依頼する範囲を事前に整理しておくことも重要である。「請求内容の可視化だけ」なのか「不要リソースの削除まで代行してほしい」のか、あるいは「構成そのものの見直しまで含めた本格的な最適化」なのかによって、必要な作業量も見積金額も変わってくる。依頼前に自社の目的を言語化しておくと、見積の比較がしやすくなる。
クラウド移行そのものを見直すという選択肢
コスト増の背景にAWSと自社の使い方の相性がある場合は、他のクラウドとの比較を含めて構成そのものを見直す価値がある。AWSとAzureの違いはクラウド移行ガイド、クラウド移行全体の進め方は中小企業のクラウド移行ガイドで解説している。
よくある質問
AWSの請求額はどこで確認できますか?
AWSマネジメントコンソールの請求ダッシュボードでサービス別・日別の内訳を確認できます。設定には専門的な部分もあるため、初めての場合は開発会社や詳しい担当者に確認方法を教えてもらうとよいでしょう。
急に請求額が跳ね上がった場合、まず何を確認すべきですか?
直近で新しく作成したリソースや、稼働させたまま放置しているサーバー・ストレージがないかをまず確認します。あわせてデータ転送量が急増していないかも見ておくと、原因の特定につながりやすくなります。

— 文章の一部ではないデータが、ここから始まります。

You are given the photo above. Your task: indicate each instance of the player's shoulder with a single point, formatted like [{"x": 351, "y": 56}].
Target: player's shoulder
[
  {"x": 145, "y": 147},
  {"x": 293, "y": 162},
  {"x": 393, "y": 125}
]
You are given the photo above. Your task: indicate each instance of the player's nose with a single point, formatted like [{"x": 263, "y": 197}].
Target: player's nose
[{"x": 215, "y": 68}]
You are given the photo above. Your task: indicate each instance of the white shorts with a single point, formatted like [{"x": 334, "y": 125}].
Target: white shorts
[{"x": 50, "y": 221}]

コスト削減の取り組みはどのくらいの頻度で行うべきですか?
月次での請求確認に加え、四半期に一度程度、利用状況全体を棚卸しして不要なリソースがないか見直すのが一般的な目安です。事業の成長や縮小に応じて構成も変わるため、定期的な見直しが望ましいとされています。
まとめ
AWSの請求が想定より膨らむ背景には、停止し忘れたリソースや過剰なスペック選定など、いくつかの定番パターンがある。月次で総額・内訳・利用量のズレを確認する習慣をつければ、多くの無駄は早期に発見できる。本格的な最適化や構成そのものの見直しが必要な場合は、金額を断定せず、公式の料金計算ツールと複数社の見積を突き合わせながら判断することが望ましい。